Russia has widened its strikes on Ukrainian civilian infrastructure in the past week following setbacks on the battlefield and is likely to expand its target range further, Britain says.
Ukrainians who returned to the northeastern area retaken in Kyiv’s lightning advance earlier this month were searching for their dead while Russian artillery and air strikes kept pounding targets across Ukraine’s east.
Five civilians were killed in Russian attacks in the eastern Donetsk region over the past day and in Nikopol, further west, several dozen residential buildings, gas pipelines and power lines were hit, regional governors said on Sunday.
Britain’s defence ministry said Russian strikes at civilian infrastructure, including a power grid and a dam, have intensified over the past seven days.
“As it faces setbacks on the front lines, Russia has likely extended the locations it is prepared to strike in an attempt to directly undermine the morale of the Ukrainian people and government,” it said in a intelligence update.
On Saturday, Ukrainian President Volodymyr Zelensky said in a video address that authorities had found a mass grave containing the bodies of 17 soldiers in Izium, some of which bore signs of torture.

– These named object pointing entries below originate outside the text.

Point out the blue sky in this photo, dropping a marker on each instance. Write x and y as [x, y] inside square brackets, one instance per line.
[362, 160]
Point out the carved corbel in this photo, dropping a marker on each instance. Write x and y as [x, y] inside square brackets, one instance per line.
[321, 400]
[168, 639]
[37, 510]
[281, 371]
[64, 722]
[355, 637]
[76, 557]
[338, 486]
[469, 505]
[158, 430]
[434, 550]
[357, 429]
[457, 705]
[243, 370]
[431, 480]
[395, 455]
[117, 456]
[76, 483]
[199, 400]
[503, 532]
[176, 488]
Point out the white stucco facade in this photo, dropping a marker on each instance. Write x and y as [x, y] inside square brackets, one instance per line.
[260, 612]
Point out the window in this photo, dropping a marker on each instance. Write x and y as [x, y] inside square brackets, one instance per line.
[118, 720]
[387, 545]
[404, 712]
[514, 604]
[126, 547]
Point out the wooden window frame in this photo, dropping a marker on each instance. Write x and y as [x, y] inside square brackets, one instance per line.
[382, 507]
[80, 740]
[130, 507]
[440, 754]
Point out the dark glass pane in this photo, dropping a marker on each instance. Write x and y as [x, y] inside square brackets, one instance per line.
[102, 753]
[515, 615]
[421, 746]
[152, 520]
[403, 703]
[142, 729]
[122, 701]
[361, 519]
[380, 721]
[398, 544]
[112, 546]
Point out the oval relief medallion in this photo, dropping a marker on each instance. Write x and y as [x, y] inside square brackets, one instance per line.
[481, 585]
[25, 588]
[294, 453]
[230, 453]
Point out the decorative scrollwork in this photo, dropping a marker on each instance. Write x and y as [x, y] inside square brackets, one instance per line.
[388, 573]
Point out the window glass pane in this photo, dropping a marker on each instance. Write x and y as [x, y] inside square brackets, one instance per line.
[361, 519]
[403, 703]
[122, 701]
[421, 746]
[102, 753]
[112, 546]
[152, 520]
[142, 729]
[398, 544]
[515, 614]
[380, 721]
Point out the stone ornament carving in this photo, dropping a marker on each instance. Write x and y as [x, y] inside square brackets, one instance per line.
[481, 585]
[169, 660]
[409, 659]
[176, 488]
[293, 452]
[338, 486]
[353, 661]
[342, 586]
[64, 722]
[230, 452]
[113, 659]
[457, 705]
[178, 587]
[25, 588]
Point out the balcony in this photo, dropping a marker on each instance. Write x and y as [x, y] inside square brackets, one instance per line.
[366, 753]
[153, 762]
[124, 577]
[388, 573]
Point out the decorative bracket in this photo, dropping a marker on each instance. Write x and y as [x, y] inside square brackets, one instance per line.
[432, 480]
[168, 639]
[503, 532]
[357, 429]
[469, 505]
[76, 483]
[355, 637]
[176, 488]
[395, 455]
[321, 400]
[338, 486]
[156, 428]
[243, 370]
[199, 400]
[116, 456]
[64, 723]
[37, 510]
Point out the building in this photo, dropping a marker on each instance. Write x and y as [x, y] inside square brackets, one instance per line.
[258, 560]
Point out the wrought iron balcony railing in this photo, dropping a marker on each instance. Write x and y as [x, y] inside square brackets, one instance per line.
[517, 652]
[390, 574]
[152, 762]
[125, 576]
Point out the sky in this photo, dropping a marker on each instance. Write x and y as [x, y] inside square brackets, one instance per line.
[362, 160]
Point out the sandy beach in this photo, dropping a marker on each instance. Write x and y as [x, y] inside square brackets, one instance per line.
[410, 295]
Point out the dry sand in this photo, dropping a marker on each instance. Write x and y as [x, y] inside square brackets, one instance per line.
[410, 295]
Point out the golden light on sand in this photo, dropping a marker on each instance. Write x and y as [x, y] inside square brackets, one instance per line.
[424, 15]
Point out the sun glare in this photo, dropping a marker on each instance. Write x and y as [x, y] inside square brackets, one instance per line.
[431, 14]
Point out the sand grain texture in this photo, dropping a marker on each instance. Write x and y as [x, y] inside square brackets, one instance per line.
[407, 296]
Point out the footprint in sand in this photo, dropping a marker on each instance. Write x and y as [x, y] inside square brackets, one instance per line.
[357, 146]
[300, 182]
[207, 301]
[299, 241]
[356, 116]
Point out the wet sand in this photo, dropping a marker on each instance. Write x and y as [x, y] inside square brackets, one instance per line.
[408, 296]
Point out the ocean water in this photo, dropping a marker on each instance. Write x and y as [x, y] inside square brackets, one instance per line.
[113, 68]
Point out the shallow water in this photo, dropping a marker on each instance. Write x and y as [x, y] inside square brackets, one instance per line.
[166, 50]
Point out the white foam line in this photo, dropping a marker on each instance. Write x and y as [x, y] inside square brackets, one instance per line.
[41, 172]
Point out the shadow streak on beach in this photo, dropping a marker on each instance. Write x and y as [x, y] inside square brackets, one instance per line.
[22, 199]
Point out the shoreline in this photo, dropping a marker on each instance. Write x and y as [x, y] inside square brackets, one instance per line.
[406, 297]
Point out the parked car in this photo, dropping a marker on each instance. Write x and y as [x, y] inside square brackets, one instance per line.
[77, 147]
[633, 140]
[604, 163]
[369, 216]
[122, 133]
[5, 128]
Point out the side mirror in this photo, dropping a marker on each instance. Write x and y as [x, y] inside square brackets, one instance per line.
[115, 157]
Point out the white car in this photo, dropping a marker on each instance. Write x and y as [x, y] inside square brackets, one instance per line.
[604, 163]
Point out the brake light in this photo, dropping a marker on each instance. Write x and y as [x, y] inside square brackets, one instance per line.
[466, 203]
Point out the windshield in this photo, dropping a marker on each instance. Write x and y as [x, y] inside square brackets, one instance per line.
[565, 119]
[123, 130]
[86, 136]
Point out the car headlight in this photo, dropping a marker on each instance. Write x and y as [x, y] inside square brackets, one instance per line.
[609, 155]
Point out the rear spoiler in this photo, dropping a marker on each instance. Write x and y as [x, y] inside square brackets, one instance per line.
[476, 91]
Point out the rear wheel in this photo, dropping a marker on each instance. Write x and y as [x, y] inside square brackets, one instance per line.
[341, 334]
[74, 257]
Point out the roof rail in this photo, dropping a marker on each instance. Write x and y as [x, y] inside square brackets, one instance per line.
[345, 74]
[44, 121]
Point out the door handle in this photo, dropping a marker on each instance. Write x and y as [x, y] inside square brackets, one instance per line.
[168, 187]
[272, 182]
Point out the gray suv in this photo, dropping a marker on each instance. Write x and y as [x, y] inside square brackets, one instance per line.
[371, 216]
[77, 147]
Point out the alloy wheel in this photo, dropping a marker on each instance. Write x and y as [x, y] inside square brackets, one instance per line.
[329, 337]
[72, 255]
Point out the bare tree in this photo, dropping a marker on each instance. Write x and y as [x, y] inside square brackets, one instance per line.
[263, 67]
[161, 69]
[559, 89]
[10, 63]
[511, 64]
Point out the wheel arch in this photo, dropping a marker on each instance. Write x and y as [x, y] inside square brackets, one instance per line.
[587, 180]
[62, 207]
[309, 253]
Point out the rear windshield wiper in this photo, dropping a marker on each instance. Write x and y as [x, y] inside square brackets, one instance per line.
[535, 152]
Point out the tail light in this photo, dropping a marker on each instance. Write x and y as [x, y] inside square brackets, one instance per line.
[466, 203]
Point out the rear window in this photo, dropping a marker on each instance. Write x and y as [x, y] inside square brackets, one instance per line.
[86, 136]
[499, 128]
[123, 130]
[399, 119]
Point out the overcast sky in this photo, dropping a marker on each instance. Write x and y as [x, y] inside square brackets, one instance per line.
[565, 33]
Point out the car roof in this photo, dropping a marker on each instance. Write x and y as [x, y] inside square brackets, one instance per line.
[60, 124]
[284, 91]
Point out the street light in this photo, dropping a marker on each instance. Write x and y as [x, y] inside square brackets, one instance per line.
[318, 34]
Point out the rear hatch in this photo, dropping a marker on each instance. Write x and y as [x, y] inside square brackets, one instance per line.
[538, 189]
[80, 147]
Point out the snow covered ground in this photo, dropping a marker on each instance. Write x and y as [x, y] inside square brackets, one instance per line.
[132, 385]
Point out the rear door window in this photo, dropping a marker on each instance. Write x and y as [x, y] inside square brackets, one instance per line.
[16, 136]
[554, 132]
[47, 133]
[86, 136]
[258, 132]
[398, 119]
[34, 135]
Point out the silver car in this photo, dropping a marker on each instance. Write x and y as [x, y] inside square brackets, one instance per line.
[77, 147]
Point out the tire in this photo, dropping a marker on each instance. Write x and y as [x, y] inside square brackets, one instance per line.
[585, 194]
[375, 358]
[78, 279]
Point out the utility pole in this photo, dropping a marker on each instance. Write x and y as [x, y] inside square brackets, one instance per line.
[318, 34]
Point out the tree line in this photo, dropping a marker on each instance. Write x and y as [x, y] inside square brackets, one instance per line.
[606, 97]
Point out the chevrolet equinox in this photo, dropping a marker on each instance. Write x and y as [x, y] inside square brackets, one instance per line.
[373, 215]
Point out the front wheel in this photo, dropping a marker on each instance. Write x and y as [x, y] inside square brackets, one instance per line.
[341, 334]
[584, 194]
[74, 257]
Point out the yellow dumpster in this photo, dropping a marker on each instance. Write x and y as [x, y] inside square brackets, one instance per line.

Residents of Izium have been searching for dead relatives at a forest grave site where emergency workers began exhuming bodies last week. The causes of death for those at the grave site have not yet been established, although residents say some died in an air strike.
Ukrainian officials said last week they had found 440 bodies in the woodlands near Izium. They said most of the dead were civilians and the causes of death had not been established.
The Kremlin has not commented on the discovery of the graves, but in the past Moscow has repeatedly denied deliberately attacking civilians or committing atrocities.
Oleksandr Ilienkov, the chief of the prosecutor’s office for the Kharkiv region, told Reuters at the site on Friday: “One of the bodies (found) has evidence of a ligature pattern and a rope around the neck, tied hands,” adding that there were signs of violent death causes for other bodies but they would undergo forensic examination.
Izium’s mayor said on Sunday that work at the site would continue for another two weeks.
“The exhumation is underway, the graves are being dug up and all the remains are being transported to Kharkiv,” Valery Marchenko told state television.
Russian President Vladimir Putin has not responded to the accusations, but on Friday, he brushed off Ukraine’s swift counteroffensive and that Moscow would respond more forcefully if its troops were put under further pressure.
Such repeated threats have raised concerns he could at some point turn to small nuclear weapons or chemical warfare.
US President Joe Biden, asked what he would say to President Putin if he was considering using such weapons, replied: “Don’t. Don’t. Don’t. It would change the face of war unlike anything since World War Two.”
A clip of comment in an interview with CBS programme 60 Minutes was released by CBS on Saturday.
The top US general cautioned on Sunday it was still unclear how Russia might react to the latest battlefield setbacks in Ukraine and called for vigilance among US troops as he visited a base in Poland aiding Ukraine’s war effort.
“The war is not going too well for Russia right now. So it’s incumbent upon all of us to maintain high states of readiness, alert,” US Army General Mark Milley, chairman of the Joint Chiefs of Staff, told reporters in Warsaw following a visit to a base hosting US troops.